Jak jednak wygląda rozgrywka i co sądzę o tej pozycji? Zacznijmy może od zasad, gdyż te są „banalne”. Gracze wykonują swoje ruchy naprzemiennie. W trakcie swojej rundy gracz wykonuje dwie akcje spośród: dobrania 2 kart lub zagrania 1 karty. Może je wykonać w dowolnej kombinacji, a także kolejności, przez co tak naprawdę: dobiera 4 karty, zagrywa 2 karty albo zagrywa kartę i dobiera 2 kolejne (oczywiście może najpierw dobrać 2 karty a następnie zagrać 1). Jedynym ograniczeniem jest to, iż na ręce gracz może posiadać maksymalnie 6 kart. Rozgrywka toczy się dopóki nie wykrwawimy przeciwnika lub (w przypadku Trolli) dopóki skończą się im karty. W tym drugim przypadku zwycięzcą zostaje osoba kierująca rycerzami. Każda karta którą będziemy posiadać na ręce posiada przynajmniej jeden nadrukowany symbol, który odpowiada przypisanym im akcjom. One również są tak naprawdę bardzo proste i sprowadzają się do dwóch czynności. Pierwszą jest ruch jednej figurki o wartość przedstawioną na karcie, a jeśli karta ma nadruk dwóch stóp, można poruszyć obiema. Kolejną możliwością jest atak. On również występuje w wariantach. „Ostatnią” akcją jest atak specjalny którym jest odpowiednio strzał z łuku (u rycerzy) oraz rzut kamieniem/szarża berserka (u trolli) wykonywany po linii prostej tylko przez określone jednostki. Celowo słowo „ostatnią” umieściłem w cudzysłowie, gdyż na kartach są jeszcze dwa symbole – jeden z nich jest symbolem wspólnym, obroną, zapobiegającym w całości atakom bez względu na liczbę obrażeń którą miałby on zadać (podobnie jak w przypadku ruchu może występować w kilku wariantach). Drugi symbol występuje tylko i wyłącznie na kartach szlachetnych wojowników. Jeśli na polu bitwy nadal obecny jest rycerz, to symbol wezwania posiłków pozwala „przywrócić do żywych” jedną figurkę już pokonanego łucznika, rozstawiając go ponownie na polach startowych.

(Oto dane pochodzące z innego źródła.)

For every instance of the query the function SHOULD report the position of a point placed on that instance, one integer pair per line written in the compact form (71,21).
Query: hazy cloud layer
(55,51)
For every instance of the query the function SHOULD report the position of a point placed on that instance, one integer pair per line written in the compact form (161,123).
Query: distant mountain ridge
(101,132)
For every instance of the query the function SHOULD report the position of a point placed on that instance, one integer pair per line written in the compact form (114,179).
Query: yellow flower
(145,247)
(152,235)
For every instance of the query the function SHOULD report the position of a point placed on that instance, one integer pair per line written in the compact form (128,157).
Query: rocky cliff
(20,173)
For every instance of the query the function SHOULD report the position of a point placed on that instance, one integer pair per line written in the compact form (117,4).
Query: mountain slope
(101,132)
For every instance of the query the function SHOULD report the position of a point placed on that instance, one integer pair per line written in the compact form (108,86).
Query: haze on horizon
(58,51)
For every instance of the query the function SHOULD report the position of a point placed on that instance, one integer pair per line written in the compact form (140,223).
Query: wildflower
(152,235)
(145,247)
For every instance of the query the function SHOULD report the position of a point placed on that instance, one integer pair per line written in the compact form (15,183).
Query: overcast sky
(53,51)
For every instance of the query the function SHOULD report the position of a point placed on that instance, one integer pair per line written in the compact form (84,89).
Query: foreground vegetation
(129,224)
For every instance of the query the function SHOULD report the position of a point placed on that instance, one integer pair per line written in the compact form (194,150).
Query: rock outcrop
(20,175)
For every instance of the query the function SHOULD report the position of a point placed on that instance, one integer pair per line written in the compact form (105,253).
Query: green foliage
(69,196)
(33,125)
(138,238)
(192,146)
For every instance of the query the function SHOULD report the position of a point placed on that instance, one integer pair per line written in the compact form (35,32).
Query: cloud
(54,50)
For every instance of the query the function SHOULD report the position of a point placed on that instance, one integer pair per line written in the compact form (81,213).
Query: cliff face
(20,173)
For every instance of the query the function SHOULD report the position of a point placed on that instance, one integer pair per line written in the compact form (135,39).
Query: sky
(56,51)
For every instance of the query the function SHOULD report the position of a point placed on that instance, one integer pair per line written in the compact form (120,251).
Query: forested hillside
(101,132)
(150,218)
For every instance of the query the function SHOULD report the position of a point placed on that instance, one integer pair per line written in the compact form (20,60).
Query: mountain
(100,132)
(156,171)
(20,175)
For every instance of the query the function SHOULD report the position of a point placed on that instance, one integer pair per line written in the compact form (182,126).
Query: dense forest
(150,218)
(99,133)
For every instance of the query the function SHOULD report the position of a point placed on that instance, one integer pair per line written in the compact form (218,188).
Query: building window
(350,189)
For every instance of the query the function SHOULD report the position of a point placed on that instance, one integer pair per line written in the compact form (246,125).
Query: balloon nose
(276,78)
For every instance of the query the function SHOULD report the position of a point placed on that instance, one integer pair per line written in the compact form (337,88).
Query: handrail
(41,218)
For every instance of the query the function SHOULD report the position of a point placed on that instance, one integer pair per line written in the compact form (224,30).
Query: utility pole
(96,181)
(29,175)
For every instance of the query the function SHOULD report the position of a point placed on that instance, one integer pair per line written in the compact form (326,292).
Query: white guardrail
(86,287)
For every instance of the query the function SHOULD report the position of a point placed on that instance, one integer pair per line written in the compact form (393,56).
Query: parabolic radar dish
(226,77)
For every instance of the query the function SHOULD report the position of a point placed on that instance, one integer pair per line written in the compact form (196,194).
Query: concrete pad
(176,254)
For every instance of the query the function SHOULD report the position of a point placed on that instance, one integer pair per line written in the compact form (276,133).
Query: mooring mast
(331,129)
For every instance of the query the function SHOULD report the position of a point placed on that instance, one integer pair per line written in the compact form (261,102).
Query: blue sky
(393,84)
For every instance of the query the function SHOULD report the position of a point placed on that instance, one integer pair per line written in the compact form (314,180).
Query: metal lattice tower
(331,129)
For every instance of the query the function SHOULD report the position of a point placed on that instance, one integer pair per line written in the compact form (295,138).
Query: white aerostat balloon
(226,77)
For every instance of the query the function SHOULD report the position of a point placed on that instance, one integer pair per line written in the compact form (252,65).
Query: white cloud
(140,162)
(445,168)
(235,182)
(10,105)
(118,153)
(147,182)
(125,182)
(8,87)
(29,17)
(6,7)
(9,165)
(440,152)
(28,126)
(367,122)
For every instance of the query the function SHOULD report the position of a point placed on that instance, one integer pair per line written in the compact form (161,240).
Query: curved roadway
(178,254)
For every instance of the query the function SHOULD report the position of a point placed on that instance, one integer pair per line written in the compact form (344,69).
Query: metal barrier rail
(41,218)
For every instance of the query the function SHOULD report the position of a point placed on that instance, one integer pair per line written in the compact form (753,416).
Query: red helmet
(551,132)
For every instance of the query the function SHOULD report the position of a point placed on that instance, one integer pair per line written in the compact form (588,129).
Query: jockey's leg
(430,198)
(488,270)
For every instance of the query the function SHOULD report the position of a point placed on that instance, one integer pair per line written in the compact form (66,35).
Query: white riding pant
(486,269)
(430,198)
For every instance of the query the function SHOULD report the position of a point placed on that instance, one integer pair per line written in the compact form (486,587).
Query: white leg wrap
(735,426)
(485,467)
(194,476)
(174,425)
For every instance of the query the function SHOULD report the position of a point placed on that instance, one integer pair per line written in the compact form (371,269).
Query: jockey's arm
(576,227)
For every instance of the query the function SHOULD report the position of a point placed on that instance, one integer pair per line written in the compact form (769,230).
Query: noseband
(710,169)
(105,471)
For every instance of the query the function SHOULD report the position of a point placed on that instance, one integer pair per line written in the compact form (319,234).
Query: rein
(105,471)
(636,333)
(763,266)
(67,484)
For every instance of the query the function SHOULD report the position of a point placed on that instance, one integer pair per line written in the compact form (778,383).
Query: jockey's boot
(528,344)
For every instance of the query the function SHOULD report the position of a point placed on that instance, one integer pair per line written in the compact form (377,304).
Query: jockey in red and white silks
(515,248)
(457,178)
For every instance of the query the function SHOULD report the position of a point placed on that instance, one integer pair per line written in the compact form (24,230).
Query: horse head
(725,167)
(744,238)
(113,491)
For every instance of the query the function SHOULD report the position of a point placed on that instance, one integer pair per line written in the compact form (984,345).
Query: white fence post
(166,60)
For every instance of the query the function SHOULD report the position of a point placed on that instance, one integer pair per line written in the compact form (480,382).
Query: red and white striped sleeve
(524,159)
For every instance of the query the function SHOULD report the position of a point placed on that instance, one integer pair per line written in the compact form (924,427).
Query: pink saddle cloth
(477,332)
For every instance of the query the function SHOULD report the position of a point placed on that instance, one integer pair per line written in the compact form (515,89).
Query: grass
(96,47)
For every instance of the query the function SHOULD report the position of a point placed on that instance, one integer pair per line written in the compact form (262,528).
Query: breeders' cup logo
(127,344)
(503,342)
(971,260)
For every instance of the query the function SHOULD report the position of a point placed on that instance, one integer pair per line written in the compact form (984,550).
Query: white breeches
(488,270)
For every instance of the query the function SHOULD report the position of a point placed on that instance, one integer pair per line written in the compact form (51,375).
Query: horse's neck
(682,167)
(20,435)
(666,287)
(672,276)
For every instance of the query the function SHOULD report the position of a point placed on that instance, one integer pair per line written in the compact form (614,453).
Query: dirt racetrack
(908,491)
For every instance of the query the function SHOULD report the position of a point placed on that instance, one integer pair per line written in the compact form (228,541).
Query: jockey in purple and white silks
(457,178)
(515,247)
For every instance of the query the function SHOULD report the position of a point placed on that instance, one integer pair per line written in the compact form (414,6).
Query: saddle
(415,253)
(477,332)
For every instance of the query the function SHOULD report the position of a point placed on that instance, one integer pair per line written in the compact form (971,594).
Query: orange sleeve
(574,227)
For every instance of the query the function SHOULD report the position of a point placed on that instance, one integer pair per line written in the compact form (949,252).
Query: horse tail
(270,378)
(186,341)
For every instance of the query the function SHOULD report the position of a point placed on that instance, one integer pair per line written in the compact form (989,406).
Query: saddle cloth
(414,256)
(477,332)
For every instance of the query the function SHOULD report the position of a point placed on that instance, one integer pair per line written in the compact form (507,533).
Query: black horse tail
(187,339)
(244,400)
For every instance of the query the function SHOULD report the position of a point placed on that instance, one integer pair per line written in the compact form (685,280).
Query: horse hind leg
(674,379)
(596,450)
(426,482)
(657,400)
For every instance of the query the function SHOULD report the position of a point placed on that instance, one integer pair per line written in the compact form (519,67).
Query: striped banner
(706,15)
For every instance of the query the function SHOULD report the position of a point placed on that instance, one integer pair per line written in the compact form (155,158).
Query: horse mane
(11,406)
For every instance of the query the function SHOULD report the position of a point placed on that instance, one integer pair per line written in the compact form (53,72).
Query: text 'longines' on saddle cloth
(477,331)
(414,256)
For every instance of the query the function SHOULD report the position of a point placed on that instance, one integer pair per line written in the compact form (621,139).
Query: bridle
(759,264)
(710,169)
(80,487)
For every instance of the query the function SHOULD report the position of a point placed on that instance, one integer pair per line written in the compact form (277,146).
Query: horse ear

W nowej wersji „Drako” największą świeżość przyniosły obecne w grze kamienie u trolli. Otóż gracz kierujący tą frakcją otrzymuje ich 10 sztuk na początku rozgrywki. Musi nimi odpowiednio zarządzać, gdyż brak tu możliwości uzupełnienia amunicji. Są one w końcu wykorzystywane nie tylko w przypadku ataku specjalnego zielonego trolla, który potrafi uderzyć więcej niż jedną jednostkę, ale również podczas niektórych kart obrony zagrywanych przez gracza! Szybko zorientujemy się że 10 sztuk to marne pocieszenie przeciwko niekończącym się (w teorii) strzałom rycerskich łuczników. Jednocześnie zdolności specjalne trolli po otrzymaniu odpowiednio 3 i 4 ran przestają działać. Na szczęście charakteryzują się one dużą ogólną odpornością, w przeciwieństwie do słabych łuczników (każdy jest zabijany już przez trzecią ranę, ale znów – może zostać wezwany przez rycerza ponownie). Do tego każdy z graczy musi próbować adaptować się do losowego dociągu kart, a ten potrafi być miażdżący, wprowadzając czasem w poczucie beznadziei po jednej ze stron. Warto się z tym liczyć w momencie sięgania po „Drako”, jednak absolutnie nie powinno się z tego powodu dyskredytować tej pozycji! Wręcz przeciwnie. Pomimo pierwotnego wrażenia, że Trolle są znacznie silniejsze od Rycerzy, całość balansuje się bardzo dobrze i nad wyraz zgrabnie!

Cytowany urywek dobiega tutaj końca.